У р о д  I I. Вспомни — ради воплощения всех эротических мифов в душе твоей бедной Янульки. Вы уникальны, как и он — Магистр. Через Дер Ципфеля он вас найдет и на дне смерти.

Ф и з д е й к о. Сил нету даже на самоубийство. Я изнемог от самого себя так, что впору сдохнуть. И несмотря ни на что чувствую себя юношей, даже способным влюбиться.

 

Далекий звук рога.

 

У р о д  I. Это он. Он добрался до нас.

Д е р  Ц и п ф е л ь (вставая). Наконец-то сеанс начнется. Запомните хорошенько: все вы — духи.

 

Звук рога уже гораздо ближе.

 

Ф и з д е й к о. Значит, и этого не миновать! Это я-то, который всю жизнь гнушался спиритизмом, я, который, не веря в духов, создал самую идиотскую на свете биологическую теорию астральных тел, — я должен быть духом на сеансе! (Закрывает лицо руками.) Какое унижение!

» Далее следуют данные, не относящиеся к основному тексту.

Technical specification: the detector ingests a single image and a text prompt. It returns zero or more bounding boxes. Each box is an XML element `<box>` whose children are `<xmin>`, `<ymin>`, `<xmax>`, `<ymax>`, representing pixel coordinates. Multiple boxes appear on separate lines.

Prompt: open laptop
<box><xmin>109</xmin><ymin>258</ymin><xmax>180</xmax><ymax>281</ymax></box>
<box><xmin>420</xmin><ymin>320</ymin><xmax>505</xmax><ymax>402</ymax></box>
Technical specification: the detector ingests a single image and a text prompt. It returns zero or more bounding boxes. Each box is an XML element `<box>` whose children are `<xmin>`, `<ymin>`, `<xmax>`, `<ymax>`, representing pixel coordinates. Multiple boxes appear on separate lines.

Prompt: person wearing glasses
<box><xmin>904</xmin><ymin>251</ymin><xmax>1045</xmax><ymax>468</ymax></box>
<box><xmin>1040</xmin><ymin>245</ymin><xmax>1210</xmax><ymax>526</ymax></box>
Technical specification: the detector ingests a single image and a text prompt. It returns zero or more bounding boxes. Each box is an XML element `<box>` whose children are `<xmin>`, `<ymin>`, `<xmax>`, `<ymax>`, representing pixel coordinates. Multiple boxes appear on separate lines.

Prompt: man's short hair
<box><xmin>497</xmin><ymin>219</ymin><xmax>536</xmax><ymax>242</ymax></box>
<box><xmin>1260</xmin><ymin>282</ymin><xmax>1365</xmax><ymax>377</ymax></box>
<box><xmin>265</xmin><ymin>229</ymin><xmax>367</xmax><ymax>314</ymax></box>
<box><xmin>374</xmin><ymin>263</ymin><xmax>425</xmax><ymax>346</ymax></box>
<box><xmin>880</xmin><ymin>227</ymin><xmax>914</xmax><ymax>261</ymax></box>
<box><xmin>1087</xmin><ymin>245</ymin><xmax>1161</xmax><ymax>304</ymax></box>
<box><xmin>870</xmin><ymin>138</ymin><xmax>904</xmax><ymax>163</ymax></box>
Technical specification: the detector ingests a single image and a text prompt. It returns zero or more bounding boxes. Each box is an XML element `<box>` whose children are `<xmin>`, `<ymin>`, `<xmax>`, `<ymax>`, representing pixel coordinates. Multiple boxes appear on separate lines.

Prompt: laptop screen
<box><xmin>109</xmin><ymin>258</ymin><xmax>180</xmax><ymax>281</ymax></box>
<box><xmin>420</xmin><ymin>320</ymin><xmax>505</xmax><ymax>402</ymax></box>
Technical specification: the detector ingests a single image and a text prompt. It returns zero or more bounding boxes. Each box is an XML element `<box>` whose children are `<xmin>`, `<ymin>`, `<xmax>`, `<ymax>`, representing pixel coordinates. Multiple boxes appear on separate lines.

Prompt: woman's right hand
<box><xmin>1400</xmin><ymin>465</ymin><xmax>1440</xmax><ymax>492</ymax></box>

Я н у л ь к а. Только теперь мы поймем, кто мы на самом деле. Я плохо знаю жизнь, но думаю, можно прожить ее всю, совершенно себя не зная. Разве что выплывет какой-нибудь разоблачающий факт. Если он отыщет нас даже здесь, участь наша ясна. Мы скатимся на дно — как камень, пущенный с горы, скатывается в долину.

 

Звуки рога за деревьями справа, треск ломаемых веток. Влетает  М а г и с т р, одетый охотником. На плечи его накинут белый плащ, как в I действии. За ним в охотничьих костюмах: ф.  П л а з е в и ц, Г е р ц о г  и  Г е р ц о г и н я  д е  л я  Т р е ф у й  и  Г л и с с а н д е р — далее двенадцать  Б о я р  в тулупах. Все проскакивают налево, никого не видя, и сбиваются в кучу возле двери шалаша.

 

М а г и с т р (Дер Ципфелю). Готово что ли, распорядитель?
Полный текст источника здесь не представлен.